My weekend was great and stressful all in the same. To sum it up, we had a baseball tournament this past weekend here in our area. For once in a long time we didn't have to travel anywhere. The team came to us!!! (Austin plays on a tournament team from a town 3 hours away and we usually have to do the traveling).
I set the team up at a very nice, private place here in our town that I never even knew existed. I found it on the internet!! WOW..what a trip!!!
ANYWAY - It was beautiful. Instead of a hotel, the kids were free to run around like crazy while not playing games. They didn't have to worry about being quiet and not running due to the fear of being to loud and bothering other guests. IT WAS GREAT!!!!!

Stressful part was the actual games. I always weird out when they play because of obvious reasons. It's competitive ball and we want to win. Of course that should be the way it works right???? Well needless to say, that was not the way it worked this time. Some of the kids acted as though they had never picked up a baseball before. VERY STRESSFUL when you have some that want to be there and do their best.
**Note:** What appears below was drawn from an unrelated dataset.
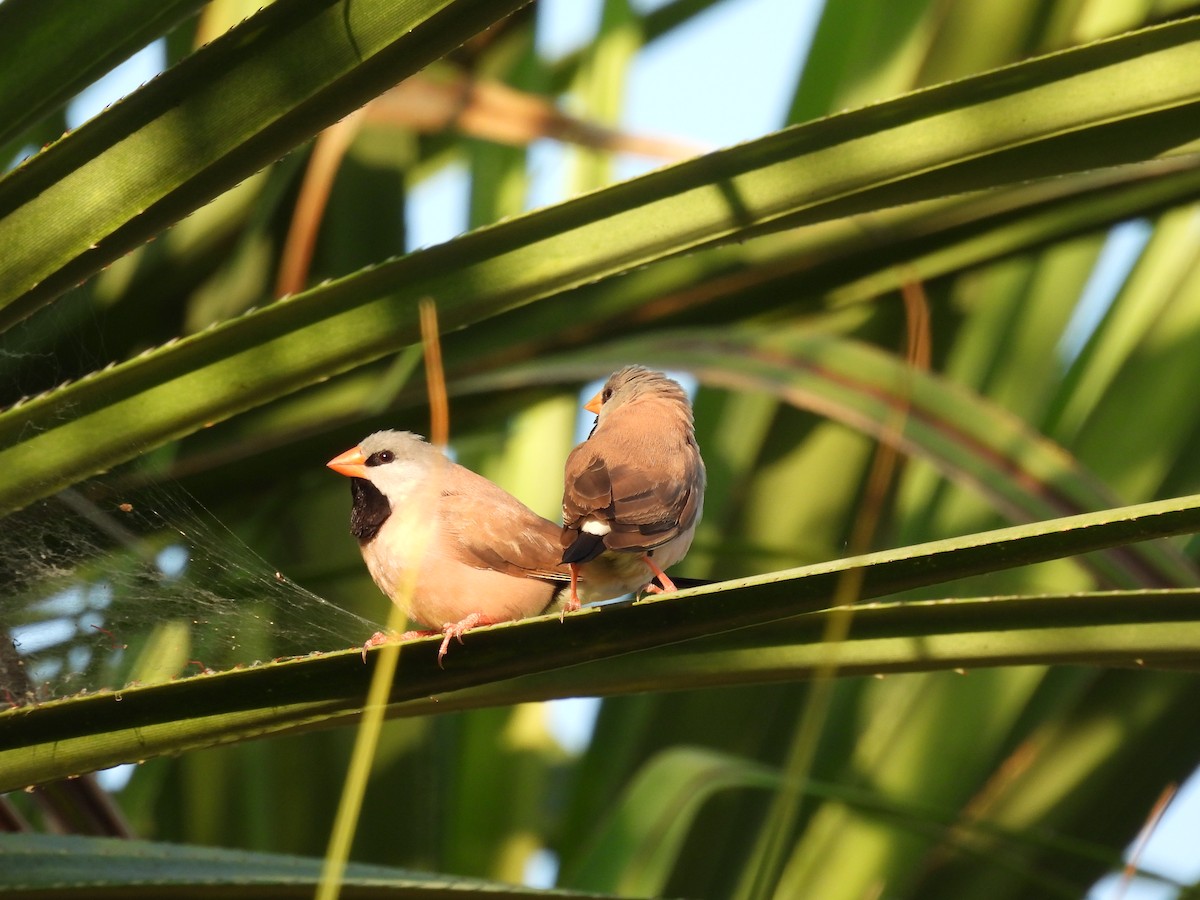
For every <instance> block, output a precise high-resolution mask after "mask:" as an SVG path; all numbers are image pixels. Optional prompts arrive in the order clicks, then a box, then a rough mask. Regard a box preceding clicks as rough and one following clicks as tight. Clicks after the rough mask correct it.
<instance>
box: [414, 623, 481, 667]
mask: <svg viewBox="0 0 1200 900" xmlns="http://www.w3.org/2000/svg"><path fill="white" fill-rule="evenodd" d="M494 624H496V619H493V618H492V617H490V616H485V614H484V613H481V612H473V613H472V614H470V616H468V617H467V618H464V619H462V620H460V622H448V623H446V624H445V625H443V626H442V646H440V647H439V648H438V668H445V666H443V665H442V658H443V656H445V655H446V650H449V649H450V641H451V638H452V640H455V641H457V642H458V643H462V636H463V635H464V634H467V632H468V631H470V630H472V629H473V628H478V626H479V625H494ZM428 634H438V632H436V631H430V632H428Z"/></svg>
It was heartbreaking!!!!! Maybe they just wanted to be back at the cabin having a fun time fishing, hiking and so forth that they forgot the reason they were here!
They actually placed 3rd, but could have won the whole thing if they would have tried!!!!

Here is a picture that I took of Austin while on 3rd base working on stealing home.

Here is another picture that I took of him sitting in the dugout while they batted. He was actually sitting with a buddy and they are both in the picture, but I cropped it so you could see his eyes. I love the way they look in this picture.
HE'S JUST SO DANG BEAUTIFUL TO ME!!!!

You all know that he didn't get that eye color from me. That is his daddy made over!!!!